In my 14 years of experience as a podiatrist, I can say that the most rewarding treatment is for ingrown toenails. I say this because they are such a painful condition, and within 10min you can have the sharp pain gone. Ingrown toenails can present from a little bit of inflammation to severe over-sized fleshy infected ingrowns. But no matter how small or big, you can always walk away with relief.
What causes ingrown toenails ?
Ingrown toenails are caused when the side of the nail is applying too much pressure on the skin leading to inflammation. The pressure can be caused by a nail spur caused by incorrect cutting, or by an involuted nail (curly edge) , or by tight footwear, or by trauma. Once the inflammation occurs, it gets further agitated by the nail and more inflammation occurs. If the skin surface is broken then a secondary bacterial infection may occur.
Initial home treatment .
I advise to act quickly on ingrown toenails, so that you may avoid it getting worse and hopefully not requiring any medical treatment. Soak the toe in salty water (about 1tbsp of salt to a luke warm footbath) for about 10min. Then apply a skin antiseptic (eg Betadine) and cover it with a bandaid. Do this daily after the shower in the evenings. It is important you wash your feet at night as they get sweaty and dirty during the day. Avoid using closed toe footwear to reduce any extra pressure on the ingrown toenail. Sports such as football can make it worse, so avoid playing if possible.
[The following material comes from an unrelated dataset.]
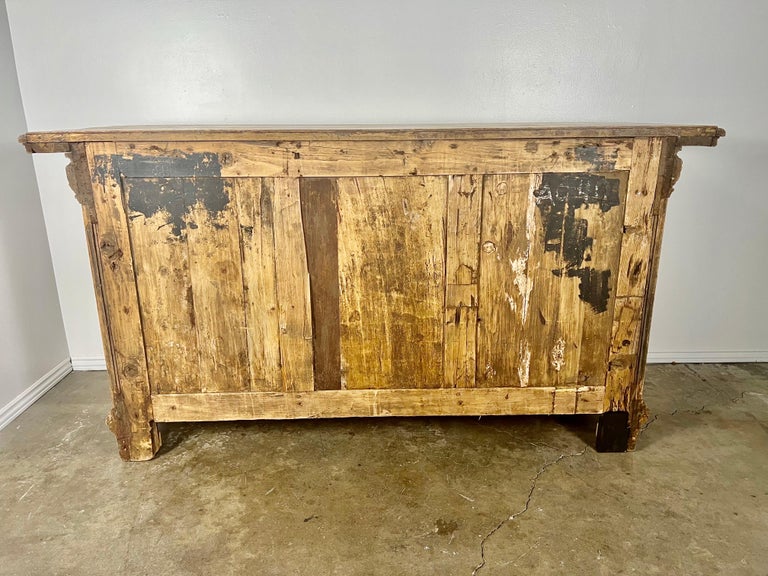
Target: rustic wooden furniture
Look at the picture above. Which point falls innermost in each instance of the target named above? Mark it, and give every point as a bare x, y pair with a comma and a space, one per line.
246, 273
What if it doesn’t get better ?
If the ingrown isn’t noticeably improving after 3days, then go see your podiatrist. The podiatrist will gently remove the nail spur or trim the nail. In very severe cases, a local anaesthetic may be required. In cases where there is a repeated history of ingrown toenails due to a high susceptibility, your podiatrist may discuss other options such as nail surgery which permanently stops the ingrown toenails.
Do I need antibiotics ?
In many cases, many of my patients that present to my clinic have already seen their doctor and have been on one or two courses of antibiotics. Unfortunately, they have come to seek further treatment because the antibiotics haven’t completely resolved the ingrown toenail even though they have reduced some of the inflammation. In my personal opinion, I often recommend that you see the podiatrist first, and they will advise you if you should get antibiotics. I find in most cases, antibiotics are not required, especially if you have generally good health. Your toe recovers very quickly and heals from the infection once the offending nail is removed.